Trust labels are necessary but not sufficient. You will not solve prompt injection with clever prompting. Defense in depth: permission layer, trust labels, network allowlists, behavioral monitoring.

Ship the boring version first. The fancy version of every feature — learned routing, tree search, semantic tool selection, hybrid retrieval — comes later. The non-fancy version of each, shipped and measured, is always the right first step.

22.6 What to Read Next

Not exhaustive; curated.

If you want to go deeper on context. Anthropic's "Effective Context Engineering for AI Agents" (Sep 2025) is the canonical current treatment. The Chroma "Context Rot" study (2025) is the empirical basis for most of what Chapter 7 builds on.

If you want to go deeper on multi-agent. Anthropic's "How We Built Our Multi-Agent Research System" is the clearest production case study. The MAST paper (Cemri et al., 2025) is the systematic failure taxonomy.

If you want to go deeper on ACI / tool design. The SWE-agent paper (Yang et al., 2024) and the mini-SWE-agent code (100 lines) together teach the complete arc: custom tools help, then models catch up, then simpler tools suffice.

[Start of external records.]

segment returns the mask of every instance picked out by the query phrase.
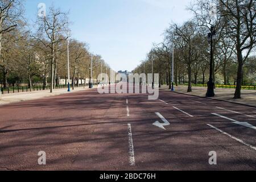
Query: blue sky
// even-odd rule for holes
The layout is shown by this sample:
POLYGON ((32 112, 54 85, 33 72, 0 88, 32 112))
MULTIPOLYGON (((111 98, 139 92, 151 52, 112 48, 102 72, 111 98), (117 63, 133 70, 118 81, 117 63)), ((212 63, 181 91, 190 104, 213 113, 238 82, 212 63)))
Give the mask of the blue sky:
POLYGON ((192 16, 191 0, 27 0, 26 16, 35 19, 37 6, 54 4, 69 11, 72 37, 87 42, 115 71, 132 71, 145 59, 152 43, 163 40, 171 23, 192 16))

If you want to evaluate harnesses. Read the smolagents source (~1000 lines). Read mini-swe-agent. Skim Claude Code's public docs. You'll find the ideas in this book instantiated in each, with different tradeoffs. Recognizing those tradeoffs is the skill.

If you want to stay current. Anthropic's engineering blog. OpenAI's cookbook. The Modal and E2B blogs (for sandboxing). Simon Willison on prompt injection. Hamel Husain on evals.

22.7 The Last Commit

git add -A && git commit -m "ch22: multi-provider demonstration and closing"
git tag ch22-final

22.8 Try It Yourself

1. Score your own harness. Take whatever agent system you currently work on — or plan to build — and run it through the scorecard from Section 22.4. Write down the gaps. Prioritize the top three.
2. Write the missing chapter. Pick one of the "what the harness doesn't do" items from Section 22.2 and add it. Embedding-based retrieval, tree search, a fine-tuned tool model — pick one. How long does it take? Does it fit the interfaces the book established, or does it want to break them?
3. Evaluate one more harness. Clone smolagents, mini-swe-agent, or the OpenAI Agents SDK. Read the core loop. Map it onto the vocabulary of this book. Where does it agree with the design choices we made? Where does it differ, and why?